🤖 AI Summary
T cell receptor (TCR) repertoire analysis holds great promise for disease detection, yet its application is hindered by sparse labels, cohort heterogeneity, and the high computational cost of full-model fine-tuning. To address these challenges, this work proposes a plug-and-play few-shot adaptation method that avoids end-to-end fine-tuning. By freezing a pretrained encoder and leveraging task descriptors to guide dynamic kernel codes, the approach synthesizes lightweight task-specific adapters from a learned prototype dictionary. It further integrates repertoire-level probes with embedding statistics to enhance representation.

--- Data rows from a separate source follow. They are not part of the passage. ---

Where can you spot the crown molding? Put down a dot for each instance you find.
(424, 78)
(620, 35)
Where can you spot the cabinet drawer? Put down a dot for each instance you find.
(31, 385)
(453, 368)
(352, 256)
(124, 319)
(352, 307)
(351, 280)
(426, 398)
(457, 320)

This framework enables efficient and interpretable immune modeling with minimal labeled samples, preserving the interpretability of sequence motifs while remaining suitable for clinical and research settings where labels are scarce and computational resources are limited.
📝 Abstract
Repertoire-level analysis of T cell receptors offers a biologically grounded signal for disease detection and immune monitoring, yet practical deployment is impeded by label sparsity, cohort heterogeneity, and the computational burden of adapting large encoders to new tasks. We introduce a framework that synthesizes compact task-specific parameterizations from a learned dictionary of prototypes conditioned on lightweight task descriptors derived from repertoire probes and pooled embedding statistics. This synthesis produces small adapter modules applied to a frozen pretrained backbone, enabling immediate adaptation to novel tasks with only a handful of support examples and without full model fine-tuning. The architecture preserves interpretability through motif-aware probes and a calibrated motif discovery pipeline that links predictive decisions to sequence-level signals. Together, these components yield a practical, sample-efficient, and interpretable pathway for translating repertoire-informed models into diverse clinical and research settings where labeled data are scarce and computational resources are constrained.